[OSM-legal-talk] License Cut-over and critical mass

Kai Krueger kakrueger at gmail.com
Wed Jul 14 13:02:00 BST 2010



Andy Allan wrote:
> 
> However, I'd be interested in hearing what you think. Could you put
> some numbers on what would make you feel comfortable? I've tried such
> an exercise myself (and came to the same conclusions as the LWG in the
> end) but that doesn't stop you from having an answer, and it might
> help with constructive discussion here.
> 

No question, coming up with such limits is insanely difficult, as it is
rather difficult to comprehend what these limits would mean.

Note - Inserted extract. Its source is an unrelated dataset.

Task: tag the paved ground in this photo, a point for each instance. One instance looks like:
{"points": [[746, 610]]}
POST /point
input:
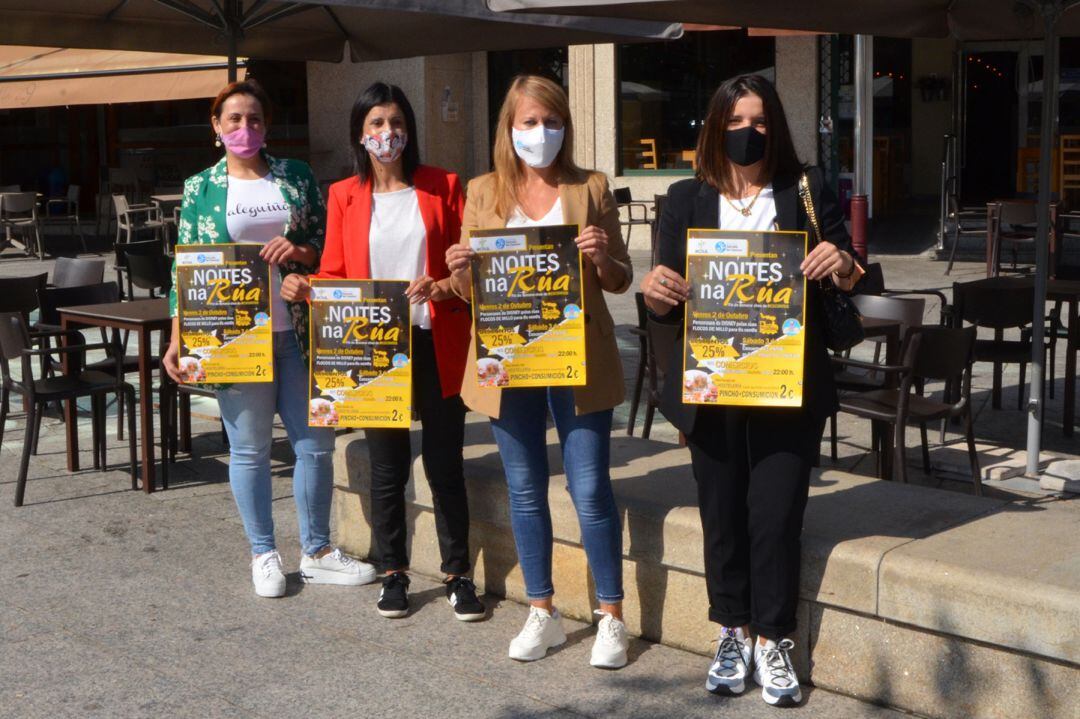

They are as you
mentioned also no doubt multi-dimensional which doesn't make it any easier.
So perhaps any limits would be more about a trust building exercise than
actually meaningful limits (which is why I would advocate them as minimum
requirements, rather than a definitive limit). 

My gut feeling towards these limits (which would like change in an
argumentation) would probably be something like: 95% of data (both nodes and
ways) has to remain in some form or another, 90% of data has to remain
unchanged (i.e. the complete history agrees to the change) and 80 - 90% of
active contributors (as defined in e.g. the CT) have to agree. At 10Gb
planet size, 5% data loss would still be 500Mb loss, which is still be about
twice the size of the UK, or roughly half of Germany. But given the strong
growth and keeping the vast majority of the community, that would probably
be not too bad to catch up again and should give confidence in the process.

Such limits clearly don't address the spatially unevenness, and I too really
don't know how to define spatial limits sensibly either, thus can only hope
that data loss would be distributed reasonably evenly.


But as has emerged in the talk thread, perhaps John Smith's idea of the
final vote achieves similar effects and is much easier to do.